¿De dónde viene la ira de antes?
Como Ministro de Obras Públicas, segundo al mando después del Emperador, Fang Xuanling fue el primero en reaccionar y dio un paso al frente, diciendo: "¡Vuestros súbditos rinden homenaje a Su Majestad!"
Los demás hicieron lo mismo e hicieron una reverencia.
Wang Jiande agitó la manga y dijo: "¡No hay necesidad de formalidades, por favor, tome asiento!"
Un sirviente del palacio sacó una gran silla e invitó a cada uno de los ministros a sentarse.
"Ya conozco el propósito de tu visita, pero me desconcierta por qué he decretado que debes obedecer y respetar al Buda, en contra de mi práctica habitual."
Antes de que los ministros pudieran hacer preguntas, Wang Jiande habló con franqueza.
Fang Xuanling, Du Ruhui y los demás se miraron entre sí y solo pudieron asentir con la cabeza.
"Esta es la voluntad de nuestro bisabuelo. Yo solo sigo las reglas. Además, no debes divulgar este asunto, no sea que se filtre y arruine los importantes planes de nuestro bisabuelo."
Al ver a todos atónitos, Wang Jiande no pudo evitar sonreír con complicidad. No fuiste el único; yo también estaba completamente desconcertado en aquel entonces.
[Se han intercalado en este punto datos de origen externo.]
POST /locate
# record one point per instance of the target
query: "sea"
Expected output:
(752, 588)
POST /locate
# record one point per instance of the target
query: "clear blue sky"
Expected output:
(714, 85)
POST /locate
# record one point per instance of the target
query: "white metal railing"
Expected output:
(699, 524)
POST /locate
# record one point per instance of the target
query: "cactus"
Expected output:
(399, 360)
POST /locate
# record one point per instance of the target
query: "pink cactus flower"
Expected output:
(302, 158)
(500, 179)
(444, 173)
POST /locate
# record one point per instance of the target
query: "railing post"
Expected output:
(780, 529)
Wang Jiande dijo esto sin temor a ser escuchado por aquellos con poderes sobrenaturales, porque la ciudad imperial estaba impregnada del aura de los dragones, y cualquiera que intentara espiarla sufriría una reacción adversa de la energía del dragón.
De lo contrario, ¿por qué Guanyin necesitaría usar su técnica de entrada en los sueños para hechizar al emperador a medianoche, cuando la energía yin es más pesada y la energía del dragón es más débil?
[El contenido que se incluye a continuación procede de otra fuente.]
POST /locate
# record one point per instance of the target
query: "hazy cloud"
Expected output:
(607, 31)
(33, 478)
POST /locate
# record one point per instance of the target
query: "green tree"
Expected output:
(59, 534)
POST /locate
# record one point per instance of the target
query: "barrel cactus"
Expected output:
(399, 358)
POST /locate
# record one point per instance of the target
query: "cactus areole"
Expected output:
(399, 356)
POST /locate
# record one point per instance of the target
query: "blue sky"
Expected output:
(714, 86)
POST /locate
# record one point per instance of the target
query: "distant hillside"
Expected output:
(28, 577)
Con un solo acto de conversión, Wang Jiande seguramente se convertirá en un budista devoto.
Por eso, en este palacio, no hay necesidad de preocuparse de que los cultivadores utilicen sus poderes sobrenaturales para espiarte y conspirar contra ti.
De lo contrario, el mundo humano estaría sumido en el caos desde hace mucho tiempo.
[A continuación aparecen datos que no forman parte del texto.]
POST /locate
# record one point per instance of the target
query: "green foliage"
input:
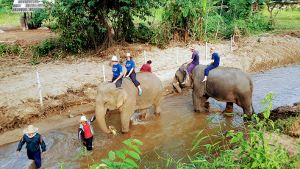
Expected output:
(6, 49)
(126, 157)
(202, 20)
(237, 149)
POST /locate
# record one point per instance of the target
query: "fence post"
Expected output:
(231, 43)
(103, 73)
(39, 88)
(205, 51)
(177, 60)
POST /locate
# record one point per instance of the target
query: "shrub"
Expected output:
(10, 49)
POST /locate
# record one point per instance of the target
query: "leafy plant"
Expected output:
(126, 157)
(10, 49)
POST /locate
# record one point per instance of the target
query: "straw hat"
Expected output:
(30, 129)
(83, 118)
(114, 58)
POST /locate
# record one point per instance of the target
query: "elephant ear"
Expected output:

Fue precisamente por esta razón que Xiao Ning y Wang Mang idearon meticulosamente un plan tan grandioso para atraer a Guanyin a su trampa.
...
Mientras tanto, mientras Wang Jiande explicaba el asunto a sus ministros, los demás ministros abandonaban la ciudad imperial en grupos de dos o tres, regresando a sus respectivos departamentos para comenzar su jornada laboral.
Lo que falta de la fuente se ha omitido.